Le limitazioni di LSFM hanno portato a studi approfonditi di organismi che hanno i tessuti che sono otticamente trasparenti, come il pesce zebra. Studi condotti su differenziazione e sviluppo cardiaco sono spesso condotte su zebrafish poiché ci sono geni conservati tra esseri umani e zebrafish5,6. Anche se questi studi hanno portato a progressi nella ricerca cardiaca legate a cardiomiopatie6,7, c'è ancora la necessità di condurre una simile ricerca sugli organismi di livello superiore come i mammiferi.
Mammiferi del tessuto cardiaco presenta una sfida a causa dello spessore e l'opacità del tessuto, l'assorbimento a causa dell'emoglobina nei globuli rossi e lo striping che si verifica a causa di illuminazione unilaterale del campione sotto tradizionale LSFM metodi1 , 8. per compensare queste limitazioni, abbiamo proposto di utilizzare-retro illuminazione e una versione semplificata della chiarezza tecnica9 combinati con un indice di rifrazione corrispondente soluzione (cerchi). Di conseguenza, questo sistema permette l'imaging di un campione che è maggiore di 10 x 10 x 10 mm3 mentre mantenendo una buona qualità risoluzione assiale e laterale piani8.

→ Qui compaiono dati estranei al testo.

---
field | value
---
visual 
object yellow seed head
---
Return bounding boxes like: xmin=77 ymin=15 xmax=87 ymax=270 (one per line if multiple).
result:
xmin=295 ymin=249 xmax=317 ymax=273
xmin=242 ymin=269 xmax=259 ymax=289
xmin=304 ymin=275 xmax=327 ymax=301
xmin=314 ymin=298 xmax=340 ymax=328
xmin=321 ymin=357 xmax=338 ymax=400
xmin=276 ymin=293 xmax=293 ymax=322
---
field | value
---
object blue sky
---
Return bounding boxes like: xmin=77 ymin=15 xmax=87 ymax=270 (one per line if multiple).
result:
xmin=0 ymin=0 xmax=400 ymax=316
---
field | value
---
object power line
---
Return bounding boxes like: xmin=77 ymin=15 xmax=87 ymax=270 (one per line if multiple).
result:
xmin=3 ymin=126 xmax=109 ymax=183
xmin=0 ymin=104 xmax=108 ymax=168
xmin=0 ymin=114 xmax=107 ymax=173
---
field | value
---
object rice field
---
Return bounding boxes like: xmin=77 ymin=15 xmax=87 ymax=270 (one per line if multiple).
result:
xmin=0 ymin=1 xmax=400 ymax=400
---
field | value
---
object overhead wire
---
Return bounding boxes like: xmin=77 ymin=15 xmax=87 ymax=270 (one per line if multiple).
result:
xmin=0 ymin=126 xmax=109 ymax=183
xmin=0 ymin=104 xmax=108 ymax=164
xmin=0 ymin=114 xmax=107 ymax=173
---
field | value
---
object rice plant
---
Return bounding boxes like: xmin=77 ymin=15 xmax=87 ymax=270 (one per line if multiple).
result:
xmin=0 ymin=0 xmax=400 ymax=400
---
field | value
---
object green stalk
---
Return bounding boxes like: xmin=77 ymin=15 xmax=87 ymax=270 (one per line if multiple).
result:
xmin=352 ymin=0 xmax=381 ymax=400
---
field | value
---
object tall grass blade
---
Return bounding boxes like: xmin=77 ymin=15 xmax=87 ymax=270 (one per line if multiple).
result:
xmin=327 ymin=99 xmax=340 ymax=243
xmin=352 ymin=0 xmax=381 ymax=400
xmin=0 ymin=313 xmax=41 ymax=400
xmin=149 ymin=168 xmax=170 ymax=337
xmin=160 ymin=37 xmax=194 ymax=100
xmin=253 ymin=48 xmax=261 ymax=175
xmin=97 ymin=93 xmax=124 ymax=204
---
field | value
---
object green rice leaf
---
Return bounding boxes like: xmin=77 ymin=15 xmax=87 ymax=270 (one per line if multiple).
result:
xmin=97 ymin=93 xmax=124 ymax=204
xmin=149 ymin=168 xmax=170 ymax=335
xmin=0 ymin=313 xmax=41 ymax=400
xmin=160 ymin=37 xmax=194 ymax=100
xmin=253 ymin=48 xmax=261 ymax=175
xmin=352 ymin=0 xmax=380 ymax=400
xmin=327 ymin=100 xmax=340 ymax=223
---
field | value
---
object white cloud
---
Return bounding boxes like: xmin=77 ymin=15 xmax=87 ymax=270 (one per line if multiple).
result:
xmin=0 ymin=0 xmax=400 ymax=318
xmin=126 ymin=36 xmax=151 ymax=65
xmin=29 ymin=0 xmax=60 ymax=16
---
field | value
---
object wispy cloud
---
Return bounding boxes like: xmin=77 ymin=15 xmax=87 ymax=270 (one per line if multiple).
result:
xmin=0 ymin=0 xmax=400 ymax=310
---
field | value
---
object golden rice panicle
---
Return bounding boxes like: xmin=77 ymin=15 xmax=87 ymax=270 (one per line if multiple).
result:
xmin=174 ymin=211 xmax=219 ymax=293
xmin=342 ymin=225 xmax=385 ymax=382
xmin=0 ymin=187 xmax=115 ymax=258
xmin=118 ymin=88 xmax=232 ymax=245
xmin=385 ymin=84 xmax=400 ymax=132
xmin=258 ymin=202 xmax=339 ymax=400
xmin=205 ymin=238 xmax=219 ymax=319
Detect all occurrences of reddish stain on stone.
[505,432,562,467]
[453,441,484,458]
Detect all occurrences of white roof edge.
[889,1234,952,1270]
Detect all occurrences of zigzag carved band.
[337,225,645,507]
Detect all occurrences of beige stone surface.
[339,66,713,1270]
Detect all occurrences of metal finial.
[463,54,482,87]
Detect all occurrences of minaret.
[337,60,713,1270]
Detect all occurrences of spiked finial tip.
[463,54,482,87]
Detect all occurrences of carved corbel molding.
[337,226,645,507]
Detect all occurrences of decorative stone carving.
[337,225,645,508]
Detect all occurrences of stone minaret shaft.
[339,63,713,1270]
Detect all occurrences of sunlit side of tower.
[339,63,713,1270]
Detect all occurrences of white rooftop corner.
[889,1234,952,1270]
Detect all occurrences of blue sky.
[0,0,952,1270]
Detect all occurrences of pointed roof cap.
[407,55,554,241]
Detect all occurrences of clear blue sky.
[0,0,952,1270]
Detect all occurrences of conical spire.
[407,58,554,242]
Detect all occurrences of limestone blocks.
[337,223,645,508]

Questo sistema è stato calibrato prima utilizzando perline fluorescenti disposti in diverse configurazioni all'interno della tubazione di vetro. Quindi, il sistema è stato usato all'immagine cuori murini postnatali e adulti. In primo luogo, il cuore del topo postnatale era imaged in 7 giorni (P7) per rivelare la cavità ventricolare, lo spessore della parete ventricolare, le strutture di valvola e la presenza di trabeculation. In secondo luogo, è stato condotto uno studio per identificare le celle che vuoi differenziare in cardiomiociti utilizzando un cuore del topo postnatale al giorno 1 (P1) con Cre-labeled cardiomiociti e la proteina fluorescente gialla (YFP). Infine, topi adulti a 7,5 mesi erano imaged per osservare la presenza di potassio midollare esterna renale canali (ROMK) dopo la terapia di gene8.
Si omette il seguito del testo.